Rethink Priorities is working on a project called ‘Defense in Depth Against Catastrophic AI Failures’. “Defense in depth” refers to the use of multiple redundant layers of safety and/or security measures such that each layer reduces the chance of catastrophe. Our project is intended to (1) make the case for taking a defense in depth approach to ensuring safety when deploying near-term, high-stakes AI systems and (2) identify many defense layers/measures that may be useful for this purpose.
If you can think of any possible layers, please mention them below. We’re hoping to collect a very long list of such layers, either for inclusion in our main output or for potentially investigating further in future, so please err on the side of commenting even if the ideas are quite speculative, may not actually be useful, or may be things we’ve already thought of. Any relevant writing you can refer us to would also be useful.
If we end up including layers you suggest in our outputs, we’d be happy to either leave you anonymous or credit you, depending on your preference.
Some further info about the project: By “catastrophic AI failure”, we mean harmful accidents or harmful unintended use of computer systems that perform tasks typically associated with intelligent behavior (and especially of machine learning systems) that lead to at least 100 fatalities or $1 billion in economic loss. This could include failures in contexts like power grid management, autonomous weapons, or cyber offense (if you’re interested in more concrete examples, see here )
Defense layers can relate to any phase of a technology’s development and deployment, from early development to monitoring deployment to learning from failures, and can be about personnel, procedures, institutional set up, technical standards, etc.

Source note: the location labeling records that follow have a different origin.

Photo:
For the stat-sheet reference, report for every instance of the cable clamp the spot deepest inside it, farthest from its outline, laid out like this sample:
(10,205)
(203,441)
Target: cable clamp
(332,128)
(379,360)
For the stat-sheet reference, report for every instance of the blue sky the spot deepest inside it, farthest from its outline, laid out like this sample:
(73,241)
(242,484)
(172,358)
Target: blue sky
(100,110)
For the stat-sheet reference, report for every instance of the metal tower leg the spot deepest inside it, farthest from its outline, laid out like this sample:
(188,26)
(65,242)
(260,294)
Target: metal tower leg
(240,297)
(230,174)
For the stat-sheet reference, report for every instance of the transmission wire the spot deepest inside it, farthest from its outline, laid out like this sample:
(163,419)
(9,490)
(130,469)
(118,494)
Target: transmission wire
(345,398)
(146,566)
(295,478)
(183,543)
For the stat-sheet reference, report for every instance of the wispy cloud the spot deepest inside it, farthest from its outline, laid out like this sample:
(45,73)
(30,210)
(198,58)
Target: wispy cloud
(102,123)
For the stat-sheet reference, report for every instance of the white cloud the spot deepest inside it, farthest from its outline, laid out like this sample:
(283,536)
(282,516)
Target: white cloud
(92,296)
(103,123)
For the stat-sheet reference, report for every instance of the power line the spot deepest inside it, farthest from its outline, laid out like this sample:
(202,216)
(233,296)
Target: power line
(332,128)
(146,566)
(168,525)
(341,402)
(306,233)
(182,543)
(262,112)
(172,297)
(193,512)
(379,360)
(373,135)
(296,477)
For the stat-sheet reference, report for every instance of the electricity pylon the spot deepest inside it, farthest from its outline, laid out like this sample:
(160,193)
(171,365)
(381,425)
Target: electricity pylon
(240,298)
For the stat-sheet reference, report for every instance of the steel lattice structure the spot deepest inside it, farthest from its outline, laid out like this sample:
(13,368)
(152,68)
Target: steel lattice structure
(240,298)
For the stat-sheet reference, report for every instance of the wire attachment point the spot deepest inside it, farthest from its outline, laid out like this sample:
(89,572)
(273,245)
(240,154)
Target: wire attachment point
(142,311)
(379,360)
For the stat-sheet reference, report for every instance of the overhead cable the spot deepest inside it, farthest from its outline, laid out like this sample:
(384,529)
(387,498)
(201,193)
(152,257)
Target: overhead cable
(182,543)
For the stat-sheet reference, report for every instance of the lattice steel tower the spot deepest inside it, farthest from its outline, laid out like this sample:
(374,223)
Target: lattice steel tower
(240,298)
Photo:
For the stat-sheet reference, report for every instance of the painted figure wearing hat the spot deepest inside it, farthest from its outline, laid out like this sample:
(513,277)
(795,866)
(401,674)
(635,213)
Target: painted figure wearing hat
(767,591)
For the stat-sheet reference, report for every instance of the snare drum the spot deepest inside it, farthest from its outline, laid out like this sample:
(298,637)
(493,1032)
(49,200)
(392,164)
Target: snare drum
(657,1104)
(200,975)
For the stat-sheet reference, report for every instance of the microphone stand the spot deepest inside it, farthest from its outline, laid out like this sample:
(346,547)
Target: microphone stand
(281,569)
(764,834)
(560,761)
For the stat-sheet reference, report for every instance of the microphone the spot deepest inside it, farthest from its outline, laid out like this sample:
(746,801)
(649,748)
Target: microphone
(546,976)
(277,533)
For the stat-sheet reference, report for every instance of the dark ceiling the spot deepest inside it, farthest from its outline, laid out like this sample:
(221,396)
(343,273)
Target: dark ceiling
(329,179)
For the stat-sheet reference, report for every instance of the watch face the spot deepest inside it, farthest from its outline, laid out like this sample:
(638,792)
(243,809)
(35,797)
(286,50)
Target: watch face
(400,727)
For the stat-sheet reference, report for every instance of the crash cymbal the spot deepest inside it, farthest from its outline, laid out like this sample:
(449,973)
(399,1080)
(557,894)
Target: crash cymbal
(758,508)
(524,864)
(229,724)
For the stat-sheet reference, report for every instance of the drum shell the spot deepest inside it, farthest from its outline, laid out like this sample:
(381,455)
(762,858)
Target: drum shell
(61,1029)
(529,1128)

Some examples of defense layers for AI include (find more here):
- Procedures for vetting and deciding on institutional partners, investors, etc.
- Methods for scaling human supervision and feedback during and after training high-stakes ML systems
- Tools for blocking unauthorized use of developed/trained IP, akin to the PALs on nuclear weapons
- Technical methods and process methods (e.g. certification; Cihon et al. 2021, benchmarks?) for gaining high confidence in certain properties of ML systems, and properties of the inputs to ML systems (e.g. datasets), at all stages of development (a la Ashmore et al. 2019)
- Background checks & similar for people being hired or promoted to certain types of roles
- Methods for avoiding or detecting supply chain attacks
- Procedures for deciding when and how to engage one's host government to help with security/etc.